If the investment in Amazon Fire was evaluated solely based on ROI, I don't think they would have even went ahead with the project. Yet, Amazon Fire has contributed to a thriving Amazon ecosystem.....and that is NOT easily (not saying impossible) identifiable.

Again I ask, is ROI the end all and be all? Something to think about!

EMERSON GALFO
Title: CFO
Company: C-Suite Services
LinkedIn Profile
(CFO, C-Suite Services) |

As a P.S., Direct financial returns are NOT the only metric. How do you figure out ROI when increase in "reputation" or "brand" is expected that eventually leads to increase in stock prices? (and often, the increase in stock prices are attributable to ALOT of many small and combination of things).

David Dobrin
Title: President
Company: B2B Analysts, Inc.
(President, B2B Analysts, Inc.) |

To the many wise answers above, add the following terribly important point. The odds of failure are very high for an ERP system, so any return number you use in the numerator (Return on Investment) should actually be an expectation: the return times the probability of achieving that return. Since even the most optimistic observers think that the probably can't be above 50%, all things being equal, this means that you should take the ROI you've come up with, after factoring in all the considerations above and then just halve it.

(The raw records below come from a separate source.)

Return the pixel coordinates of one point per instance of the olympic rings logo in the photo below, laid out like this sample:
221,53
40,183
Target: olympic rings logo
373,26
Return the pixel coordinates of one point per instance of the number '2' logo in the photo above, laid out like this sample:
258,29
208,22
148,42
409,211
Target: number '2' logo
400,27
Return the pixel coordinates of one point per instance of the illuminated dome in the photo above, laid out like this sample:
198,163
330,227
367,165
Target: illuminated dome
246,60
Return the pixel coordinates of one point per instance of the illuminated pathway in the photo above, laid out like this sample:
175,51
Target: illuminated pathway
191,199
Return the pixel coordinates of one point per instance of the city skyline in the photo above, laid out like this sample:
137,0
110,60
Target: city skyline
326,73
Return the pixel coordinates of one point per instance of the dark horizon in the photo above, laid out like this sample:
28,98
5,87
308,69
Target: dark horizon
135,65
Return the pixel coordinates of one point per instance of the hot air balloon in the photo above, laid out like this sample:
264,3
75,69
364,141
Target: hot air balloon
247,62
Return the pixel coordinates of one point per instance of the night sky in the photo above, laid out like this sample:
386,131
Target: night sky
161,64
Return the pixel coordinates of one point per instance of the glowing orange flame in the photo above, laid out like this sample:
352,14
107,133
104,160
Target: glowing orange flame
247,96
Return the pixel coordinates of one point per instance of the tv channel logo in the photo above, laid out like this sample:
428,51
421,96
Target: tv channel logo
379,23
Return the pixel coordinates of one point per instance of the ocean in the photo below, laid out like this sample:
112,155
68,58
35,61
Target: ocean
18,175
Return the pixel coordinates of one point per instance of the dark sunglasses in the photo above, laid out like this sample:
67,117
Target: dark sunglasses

Of course, the real answer is that ROI is a wild goose chase. Thinking about the ROI of an ERP system is like thinking about the ROI of a building or of a security system or of any other piece of infrastructure. It's just the wrong measure. If you think you need a new building, then you should get one, but don't imagine that there's any realistic way of justifying it using ROI measures.

Years ago, people used to sell word processors by claiming that there was ROI on the investment. Obviously, there wasn't, or at least there never was in any organization I ever looked at. Secretarial productivity may have increased, but that didn't mean that personnel costs went down (because nobody ever fired the more efficient secretaries or started assigning them to more people). And there was never any way to show that revenue or other tangible returns actually increased. Still, people bought them, because it was a better way of doing business. So that was the return. Ditto with ERP. If you think your business will run better with one and it doesn't hurt too much and your consultants aren't complete lying scum and you're willing to accept a high probability of failure and humiliation, maybe you should do it.

Maybe.

EMERSON GALFO
Title: CFO
Company: C-Suite Services
LinkedIn Profile
(CFO, C-Suite Services) |

Amen!

Topic Expert
Wayne Spivak
Title: President & CFO
Company: SBAConsulting.com
LinkedIn Profile
(President & CFO, SBAConsulting.com) |

But then again, implementing a new ERP system that is well thought out in advance, with clear understanding of the pitfalls, the problems, the issues and the costs of both dollars and time will yield better (I'll never say perfect or even great) results out of the box.

We need to see larger pictures than dollar and cents on every investment (your "Wang" example is great!).